A ração mensal para cada refugiado caiu de US$ 12,5 para apenas US$ 6,00. “Para manter as rações alimentares completas, o programa precisa urgentemente de US$ 15 milhões para abril e US$ 81 milhões até o final de 2025”, alertou o PMA.

Dom Scalpelli, Diretor Nacional do PMA em Bangladesh, destacou a gravidade da situação: “Os refugiados rohingyas em Bangladesh continuam totalmente dependentes da assistência humanitária para sua sobrevivência. Qualquer redução na assistência alimentar os empurrará ainda mais para a fome e os forçará a recorrer a medidas desesperadas apenas para sobreviver”.

Os cortes também afetam diretamente os pacientes de Aids. Segundo a Unaids, agência da ONU para o combate ao HIV, países que perderam o apoio dos EUA estão priorizando a continuidade da terapia antirretroviral, mas há relatos de “pânico” entre os pacientes, que temem interrupções no tratamento.

“Muitos centros de acolhimento financiados pelos EUA e outros espaços seguros para populações-chave altamente estigmatizadas e para meninas adolescentes e mulheres jovens foram fechados”, lamentou a agência.
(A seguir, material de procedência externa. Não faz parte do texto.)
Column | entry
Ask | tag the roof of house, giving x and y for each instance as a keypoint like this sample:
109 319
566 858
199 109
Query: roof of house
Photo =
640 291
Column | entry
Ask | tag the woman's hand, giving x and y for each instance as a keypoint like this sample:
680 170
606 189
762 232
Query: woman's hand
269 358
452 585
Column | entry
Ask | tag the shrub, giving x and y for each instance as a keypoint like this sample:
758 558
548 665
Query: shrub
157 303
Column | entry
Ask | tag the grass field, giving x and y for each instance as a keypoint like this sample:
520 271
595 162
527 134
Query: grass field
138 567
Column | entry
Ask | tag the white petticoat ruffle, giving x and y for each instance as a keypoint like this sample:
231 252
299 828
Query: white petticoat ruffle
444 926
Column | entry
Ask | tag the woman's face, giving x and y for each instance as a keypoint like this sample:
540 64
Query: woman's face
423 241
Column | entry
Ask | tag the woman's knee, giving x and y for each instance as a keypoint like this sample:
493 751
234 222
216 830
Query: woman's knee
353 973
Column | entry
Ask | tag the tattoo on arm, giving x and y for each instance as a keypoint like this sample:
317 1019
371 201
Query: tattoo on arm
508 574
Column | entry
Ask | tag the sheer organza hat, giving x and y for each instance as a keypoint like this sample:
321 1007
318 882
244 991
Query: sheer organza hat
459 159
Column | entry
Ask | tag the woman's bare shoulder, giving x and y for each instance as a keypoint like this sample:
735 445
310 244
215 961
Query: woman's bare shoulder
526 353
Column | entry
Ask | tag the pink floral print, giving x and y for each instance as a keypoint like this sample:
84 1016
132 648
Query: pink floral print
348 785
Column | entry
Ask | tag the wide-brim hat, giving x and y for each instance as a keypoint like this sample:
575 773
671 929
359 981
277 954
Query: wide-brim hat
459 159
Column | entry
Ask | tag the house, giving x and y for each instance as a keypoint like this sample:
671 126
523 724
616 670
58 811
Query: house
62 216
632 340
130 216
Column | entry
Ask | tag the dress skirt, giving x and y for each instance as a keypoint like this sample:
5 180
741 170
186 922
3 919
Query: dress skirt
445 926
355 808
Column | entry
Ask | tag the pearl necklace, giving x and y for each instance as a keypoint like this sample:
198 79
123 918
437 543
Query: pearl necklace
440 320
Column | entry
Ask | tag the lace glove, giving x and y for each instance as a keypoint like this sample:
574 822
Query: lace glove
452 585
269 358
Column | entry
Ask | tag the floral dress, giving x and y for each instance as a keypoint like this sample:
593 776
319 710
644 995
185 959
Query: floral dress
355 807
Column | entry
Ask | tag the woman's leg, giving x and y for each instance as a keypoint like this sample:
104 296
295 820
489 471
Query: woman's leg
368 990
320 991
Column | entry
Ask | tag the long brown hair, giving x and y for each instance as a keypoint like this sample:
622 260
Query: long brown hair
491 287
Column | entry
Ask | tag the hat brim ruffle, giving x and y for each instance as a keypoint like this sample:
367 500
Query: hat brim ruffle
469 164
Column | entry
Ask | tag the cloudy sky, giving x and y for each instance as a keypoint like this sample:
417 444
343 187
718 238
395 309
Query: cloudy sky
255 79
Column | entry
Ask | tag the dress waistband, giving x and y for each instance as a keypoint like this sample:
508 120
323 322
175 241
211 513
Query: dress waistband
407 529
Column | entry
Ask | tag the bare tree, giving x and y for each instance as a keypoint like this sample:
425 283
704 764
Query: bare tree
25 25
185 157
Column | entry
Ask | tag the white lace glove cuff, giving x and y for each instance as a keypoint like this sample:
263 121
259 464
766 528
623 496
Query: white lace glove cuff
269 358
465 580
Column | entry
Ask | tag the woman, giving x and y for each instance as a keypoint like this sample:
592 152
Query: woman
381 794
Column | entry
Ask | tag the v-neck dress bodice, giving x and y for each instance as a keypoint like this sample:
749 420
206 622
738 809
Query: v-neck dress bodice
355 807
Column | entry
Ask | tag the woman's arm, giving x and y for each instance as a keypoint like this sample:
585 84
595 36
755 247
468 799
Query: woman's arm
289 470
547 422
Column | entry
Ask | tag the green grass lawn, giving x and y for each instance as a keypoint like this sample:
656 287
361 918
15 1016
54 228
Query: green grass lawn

Na África do Sul, mais de 15 mil funcionários de resposta ao HIV foram afetados pelos cortes. No Quênia, serviços de prevenção e teste de HIV para populações de alto risco foram interrompidos, incluindo a profilaxia pré-exposição (PrEP). Em Botsuana, o fechamento abrupto de centros de acolhimento interrompeu os serviços de teste e tratamento.

O Fundo de População das Nações Unidas (UNFPA), responsável por saúde sexual e reprodutiva, também confirmou o fim de todos os acordos de financiamento dos EUA.

Programas que forneciam cuidados essenciais de saúde materna, proteção contra violência e tratamento de estupro em países como Afeganistão, Chade e Síria foram interrompidos. “As mulheres em zonas de crise serão forçadas a dar à luz sem medicamentos, parteiras ou equipamentos, colocando suas vidas e as vidas de seus bebês em risco”, alertou o UNFPA.

Diante da crise, a ONU iniciou um processo de reformas administrativas profundas. Uma força-tarefa liderada pelo subsecretário-geral Guy Ryder foi criada para promover cortes e melhorar a eficiência. O secretário-geral António Guterres admitiu que a entidade enfrenta uma crise de liquidez, com salários congelados e dificuldades para pagar serviços contratados.

“Os orçamentos das Nações Unidas não são apenas números em uma folha de balanço – eles são uma questão de vida ou morte para milhões de pessoas em todo o mundo”, disse Guterres. Até março de 2025, apenas 73 dos 193 estados-membros haviam pago integralmente suas contribuições, com os EUA devendo mais de US$ 1,5 bilhão.